The script by Jesse Andrews and Mike Jones sets up a fast if precarious friendship for these two. Alberto, a collector of human junk ranging from an old Victrola to pictures of his dream possession, a Vespa, thinks he’s found a pal for life. Enter one of the convenient story complications, Giulia (Emma Berman), the daughter of a fisherman. She longs to win the town’s competitive triathalon and put the bullying, swaggering Ercole Visconti (Saverio Raimondo) in his place.

Like so many Pixar and Disney storylines, this one trades heavily in unquestioned traditions vs. the power of outsiders banding together. A decade ago, director Enrico Casarosa made the short film “La Luna.” Here he’s dealing in a distant Italianate cousin to that magical world, albeit one more crowded with familiar tropes and conflicts. The inevitable mid-story rift between Luca and Alberto, the nagging unpleasantness of Ercole and his henchboys: These impart an uneasy feeling, and lack real freshness or wit. The movie is more about scooting through and around its own obstacles en route to the next set.

There is, however, just enough atmospheric detail and, in the final lap, enough genuine feeling in the thorny friendships to make it worth seeing. Giulia’s father’s cat (named Machiavelli) is a triumph of feline animation, sporting a wee swarthy moustache and a constant air of justified suspicion. The score interpolates Puccini and Rossini, and Alberto refers to the Victrola as the “magic singing lady machine.” Posters for Fellini’s “La Strada” and photographs of Marcello Mastroianni pepper the visual landscape. The village itself is partly inspired by Hayao Miyazaki’s “Porco Rosso” and the real-world cliffside amazements of Monterosso al Mare and other towns along the Italian Riviera’s Cinque Terre.

Some of these details will mean something to some viewers, and a lot of them won’t mean anything to kids — although any flourish that helps an audience more fully enter a story is worth the trouble. On a personal note, I’d like to thank director Casarosa for playing a bit of “Un Bacio A Mezzanotte” (“A Kiss at Midnight”) under the opening credits. The song was new to me yesterday, and I’ve only replayed it 170 times since.

Most of the humor and some of the menace in “Luca” feels a little DreamWorks-y, and the animation style settles for an artful if standard-issue blend of photorealistic beaches and doe-eyed character faces. Anything I have to say about the look and the priorities of “Luca” would assuredly not help its box office returns; then again, with this movie, there is no box office — simply another line item in the Great Disney Streaming Algorithm. Nonetheless: Upon the arrival of the marvelously retro end-credit illustrations by Nicolle Castro and Matthias De Clercq, something happens. A pretty good Pixar entry suddenly acquires some real flair.
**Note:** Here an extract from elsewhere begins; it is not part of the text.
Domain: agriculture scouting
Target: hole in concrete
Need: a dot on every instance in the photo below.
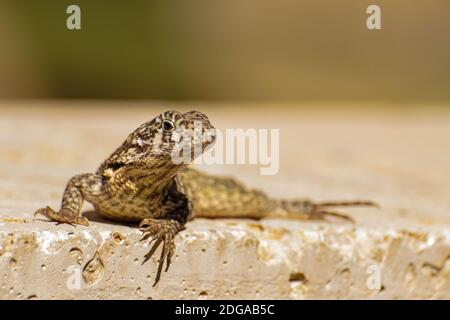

I wish the whole movie had taken that sort of line-drawing approach.

“Luca” speaks directly to the matter of raising kids who aren’t living their parents’ lives. One particular bit of dialogue, spoken by the grandmother, risks being on the nose instead of nose-adjacent, but it works anyway. “Some people, they’ll never accept him,” she says of her grandson, who chooses the immigrant’s life and a whole new world. “But some will. And he seems to know how to find the good ones.”

‘Luca’ — 3 stars

MPAA rating: PG (for rude humor, language, some thematic elements and brief violence)

Running time: 1:35

Where to watch: Streaming Fri. June 18 on Disney+.

Michael Phillips is a Tribune critic.